11/13/2024

Wales News Online

Local & National News for Wales

A climate emergency declaration by the Welsh Government will encourage investors to fund projects like the new-look Swansea Bay tidal lagoon, according to a council leader.

Swansea’s Rob Stewart cited ministers’ largely symbolic declaration on the climate during a discussion about the lagoon and wider Dragon Energy Island project proposed for Swansea Bay.

It is early days but Dragon Energy Island would include a tidal lagoon between the Tawe and Neath river channels and potentially a floating island of up to 10,000 houses and shops, a solar farm, and an underwater data centre for tech firms to keep their servers cool.

The proposal was floated in a report commissioned by Swansea Council on behalf of the Swansea Bay City Region. The report will now be forwarded to the Welsh Government.

Cllr Stewart congratulated Cardiff Bay leaders on their recent climate stance during a city deal meeting on May 28.

Referring to Dragon Energy Island, he said: “The declaration will help deliver these sorts of investments.”

The energy island proposal is not currently one of city’s deal’s 11 agreed projects but Cllr Stewart said he would like it to be.

He was asked at the meeting by a health board chairman about the task force input of a businessman, Malcolm Copson, of Hong Kong-based MOI Imagineering.

Andrew Davies, of Swansea Bay University Health Board, said: “To what extent has there been due diligence with Mr Copson or anyone else?”

Cllr Stewart said Mr Copson had been referred to the task force via a Member of the House of Lords and that Mr Copson was not an investor.

Cllr Stewart said the task force had “not stepped out of any rules”.

The Swansea Labour leader said he hoped the Welsh Government would, having read the report, allow the council or another body to examine Dragon Energy Island in greater detail with a view to potentially seeking a delivery partner in a year’s time.

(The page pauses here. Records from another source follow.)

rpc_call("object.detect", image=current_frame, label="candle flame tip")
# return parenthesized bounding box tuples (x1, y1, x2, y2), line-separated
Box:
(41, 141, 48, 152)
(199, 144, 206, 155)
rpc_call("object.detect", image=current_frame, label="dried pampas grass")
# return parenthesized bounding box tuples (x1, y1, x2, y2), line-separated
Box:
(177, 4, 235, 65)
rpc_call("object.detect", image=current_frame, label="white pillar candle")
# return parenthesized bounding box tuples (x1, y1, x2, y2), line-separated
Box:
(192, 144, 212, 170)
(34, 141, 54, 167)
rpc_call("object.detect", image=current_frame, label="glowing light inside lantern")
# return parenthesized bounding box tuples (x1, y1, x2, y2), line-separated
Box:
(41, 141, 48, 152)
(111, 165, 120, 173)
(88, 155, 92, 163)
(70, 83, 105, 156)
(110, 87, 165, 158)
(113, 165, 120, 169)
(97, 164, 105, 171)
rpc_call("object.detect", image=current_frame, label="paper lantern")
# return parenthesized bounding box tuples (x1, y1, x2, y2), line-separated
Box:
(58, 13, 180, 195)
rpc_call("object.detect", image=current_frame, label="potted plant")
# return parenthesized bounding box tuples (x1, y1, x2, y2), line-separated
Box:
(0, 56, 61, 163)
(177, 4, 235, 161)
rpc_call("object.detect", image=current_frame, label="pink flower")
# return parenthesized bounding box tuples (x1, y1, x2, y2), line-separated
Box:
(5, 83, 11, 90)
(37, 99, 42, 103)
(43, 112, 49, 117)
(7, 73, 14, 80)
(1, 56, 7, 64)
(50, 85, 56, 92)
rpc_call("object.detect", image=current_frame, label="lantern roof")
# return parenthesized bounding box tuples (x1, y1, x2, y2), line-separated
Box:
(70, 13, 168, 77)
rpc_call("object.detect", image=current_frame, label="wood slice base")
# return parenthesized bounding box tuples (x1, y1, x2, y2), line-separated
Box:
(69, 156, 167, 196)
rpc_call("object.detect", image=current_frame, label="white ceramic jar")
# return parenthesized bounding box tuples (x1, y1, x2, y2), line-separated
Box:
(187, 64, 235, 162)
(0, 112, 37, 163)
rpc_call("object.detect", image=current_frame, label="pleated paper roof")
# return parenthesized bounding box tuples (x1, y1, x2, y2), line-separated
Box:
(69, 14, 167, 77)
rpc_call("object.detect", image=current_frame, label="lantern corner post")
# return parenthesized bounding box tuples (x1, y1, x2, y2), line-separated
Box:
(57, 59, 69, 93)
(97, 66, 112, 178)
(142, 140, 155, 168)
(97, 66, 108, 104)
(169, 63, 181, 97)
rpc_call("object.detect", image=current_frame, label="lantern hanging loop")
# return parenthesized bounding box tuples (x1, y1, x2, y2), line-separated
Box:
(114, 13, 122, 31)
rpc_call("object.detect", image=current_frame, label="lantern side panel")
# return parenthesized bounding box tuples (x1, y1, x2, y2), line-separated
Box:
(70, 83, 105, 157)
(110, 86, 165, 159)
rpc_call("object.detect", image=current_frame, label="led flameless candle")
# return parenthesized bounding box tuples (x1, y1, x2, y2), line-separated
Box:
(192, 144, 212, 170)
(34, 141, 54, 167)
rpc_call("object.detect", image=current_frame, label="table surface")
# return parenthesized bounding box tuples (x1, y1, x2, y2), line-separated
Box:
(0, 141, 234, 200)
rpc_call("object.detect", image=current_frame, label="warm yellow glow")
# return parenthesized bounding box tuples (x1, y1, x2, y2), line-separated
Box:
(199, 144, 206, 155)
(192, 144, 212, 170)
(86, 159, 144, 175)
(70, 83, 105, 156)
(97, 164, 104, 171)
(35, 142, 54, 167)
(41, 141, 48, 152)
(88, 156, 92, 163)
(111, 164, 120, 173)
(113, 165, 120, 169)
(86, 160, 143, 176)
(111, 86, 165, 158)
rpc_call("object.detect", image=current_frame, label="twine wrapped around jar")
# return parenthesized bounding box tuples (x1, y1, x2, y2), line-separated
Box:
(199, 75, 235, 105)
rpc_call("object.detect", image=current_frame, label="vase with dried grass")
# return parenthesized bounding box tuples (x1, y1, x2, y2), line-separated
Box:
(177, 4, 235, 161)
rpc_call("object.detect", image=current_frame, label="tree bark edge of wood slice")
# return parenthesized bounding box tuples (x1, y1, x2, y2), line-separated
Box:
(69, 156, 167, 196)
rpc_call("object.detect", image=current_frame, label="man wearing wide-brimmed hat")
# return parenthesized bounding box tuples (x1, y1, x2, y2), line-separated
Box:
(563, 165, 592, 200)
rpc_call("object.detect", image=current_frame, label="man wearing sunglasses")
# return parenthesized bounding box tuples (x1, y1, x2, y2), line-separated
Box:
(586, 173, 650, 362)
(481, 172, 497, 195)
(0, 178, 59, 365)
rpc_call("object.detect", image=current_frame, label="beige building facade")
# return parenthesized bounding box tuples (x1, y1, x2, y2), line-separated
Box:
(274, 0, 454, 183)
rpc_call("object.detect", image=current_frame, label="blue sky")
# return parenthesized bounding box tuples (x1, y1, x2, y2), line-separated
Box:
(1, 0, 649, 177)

Ed Tomp, chairman of the city deal’s economic strategy board, said he was a “very big supporter” of the proposal and that it should be absorbed within the city deal.

“For that [project] to be outside of the city deal does a disservice to the city deal and to the region more generally,” he said.

“As part of due diligence we would make sure that all the i’s are dotted and t’s crossed.”

Also speaking at the meeting was Paul Marsh, of Holistic Capital, who wrote the report outlining the case for Dragon Energy Island.

Mr Marsh confirmed there was an interest among international companies to deliver the project and that the £1.3bn cost of the lagoon element – based on a previous proposal by a company called Tidal Lagoon Power – could be cut by up to 30%.

He said the additional infrastructure proposed would aid the viability of the project and take it away from the “subsidy-only mechanism” which had sunk the previous lagoon proposal.

Jane Davidson, pro vice-chancellor at city deal partners the University of Wales Trinity Saint David, said: “I think we are in as good a position as possible to offer something that in effect doubles the deal.”